Identifying and Transferring Reasoning-Critical Neurons: Improving LLM Inference Reliability via Activation Steering
Fangan Dong, Zuming Yan, Xuri Ge, Zhiwei Xu, Mengqi Zhang, Xuanang Chen, Ben He, Xin Xin, Zhumin Chen, Ying Zhou
TL;DR
This work addresses the bottleneck of unreliable reasoning in LLMs by introducing AdaRAS, a test-time activation-steering framework that identifies a sparse set of Reasoning-Critical Neurons (RCNs) and adaptively alters their activations to correct faulty reasoning trajectories. RCNs are discovered via a polarity-aware mean-difference criterion between correct and incorrect reasoning traces, and steering is gated by an adaptive failure predictor to avoid degrading already-correct cases. AdaRAS demonstrates consistent gains across ten math and coding benchmarks, outperforming some post-training approaches and generalizing across datasets and larger models, with minimal computation cost. Mechanistic analyses show AdaRAS stabilizes latent reasoning trajectories while preserving semantic representations, supporting a practical, plug-and-play path to more reliable LLM reasoning.
Abstract
Despite the strong reasoning capabilities of recent large language models (LLMs), achieving reliable performance on challenging tasks often requires post-training or computationally expensive sampling strategies, limiting their practical efficiency.

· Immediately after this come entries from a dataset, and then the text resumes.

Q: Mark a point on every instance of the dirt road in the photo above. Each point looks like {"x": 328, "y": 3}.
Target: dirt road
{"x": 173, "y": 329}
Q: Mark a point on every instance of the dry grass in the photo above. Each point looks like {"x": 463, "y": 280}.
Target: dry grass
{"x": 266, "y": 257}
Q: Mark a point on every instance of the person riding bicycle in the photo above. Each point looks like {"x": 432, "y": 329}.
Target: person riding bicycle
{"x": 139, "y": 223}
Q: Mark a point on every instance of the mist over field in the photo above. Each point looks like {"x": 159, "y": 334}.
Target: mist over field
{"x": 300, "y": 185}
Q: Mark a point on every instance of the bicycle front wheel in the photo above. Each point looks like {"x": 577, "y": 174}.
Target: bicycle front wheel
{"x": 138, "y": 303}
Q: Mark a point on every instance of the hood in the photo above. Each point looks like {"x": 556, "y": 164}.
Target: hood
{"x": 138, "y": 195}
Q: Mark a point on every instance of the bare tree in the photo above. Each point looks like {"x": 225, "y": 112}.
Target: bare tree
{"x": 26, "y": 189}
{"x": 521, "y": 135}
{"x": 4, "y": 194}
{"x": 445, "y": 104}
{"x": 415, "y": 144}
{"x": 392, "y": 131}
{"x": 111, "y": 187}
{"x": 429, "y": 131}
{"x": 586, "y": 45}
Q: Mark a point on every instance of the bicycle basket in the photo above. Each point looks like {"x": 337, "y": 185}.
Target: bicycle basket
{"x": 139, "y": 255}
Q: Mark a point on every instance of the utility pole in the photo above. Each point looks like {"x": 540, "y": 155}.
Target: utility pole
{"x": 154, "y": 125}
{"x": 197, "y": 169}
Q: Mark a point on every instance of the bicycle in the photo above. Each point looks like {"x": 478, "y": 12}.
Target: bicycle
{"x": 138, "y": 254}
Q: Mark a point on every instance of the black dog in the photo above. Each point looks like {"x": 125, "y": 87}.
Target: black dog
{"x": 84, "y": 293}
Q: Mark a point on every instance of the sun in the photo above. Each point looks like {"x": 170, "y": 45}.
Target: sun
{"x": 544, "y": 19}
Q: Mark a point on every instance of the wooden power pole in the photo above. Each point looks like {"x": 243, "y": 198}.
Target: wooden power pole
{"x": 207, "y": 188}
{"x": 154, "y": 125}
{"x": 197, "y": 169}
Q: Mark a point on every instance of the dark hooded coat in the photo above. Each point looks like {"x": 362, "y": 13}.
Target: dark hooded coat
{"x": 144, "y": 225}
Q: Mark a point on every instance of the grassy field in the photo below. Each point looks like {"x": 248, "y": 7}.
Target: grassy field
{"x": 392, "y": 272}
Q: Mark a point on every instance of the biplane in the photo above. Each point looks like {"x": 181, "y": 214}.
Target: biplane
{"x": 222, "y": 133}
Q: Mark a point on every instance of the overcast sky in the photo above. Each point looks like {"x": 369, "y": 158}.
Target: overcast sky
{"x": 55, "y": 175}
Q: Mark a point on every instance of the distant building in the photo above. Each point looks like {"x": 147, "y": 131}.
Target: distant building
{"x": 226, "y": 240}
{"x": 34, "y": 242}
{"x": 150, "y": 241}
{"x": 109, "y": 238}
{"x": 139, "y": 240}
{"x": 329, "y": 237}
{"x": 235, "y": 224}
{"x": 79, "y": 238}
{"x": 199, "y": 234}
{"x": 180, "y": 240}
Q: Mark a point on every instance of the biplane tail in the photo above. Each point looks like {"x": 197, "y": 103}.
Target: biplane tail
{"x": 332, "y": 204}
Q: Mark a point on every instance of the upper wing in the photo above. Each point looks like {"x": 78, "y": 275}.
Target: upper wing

In this work, we first show that a small subset of neurons in LLMs exhibits strong predictive correlations with reasoning correctness. Based on this observation, we propose AdaRAS (Adaptive Reasoning Activation Steering), a lightweight test-time framework that improves reasoning reliability by selectively intervening on neuron activations. AdaRAS identifies Reasoning-Critical Neurons (RCNs) via a polarity-aware mean-difference criterion and adaptively steers their activations during inference, enhancing incorrect reasoning traces while avoiding degradation on already-correct cases. Experiments on 10 mathematics and coding benchmarks demonstrate consistent improvements, including over 13% gains on AIME-24 and AIME-25. Moreover, AdaRAS exhibits strong transferability across datasets and scalability to stronger models, outperforming post-training methods without additional training or sampling cost.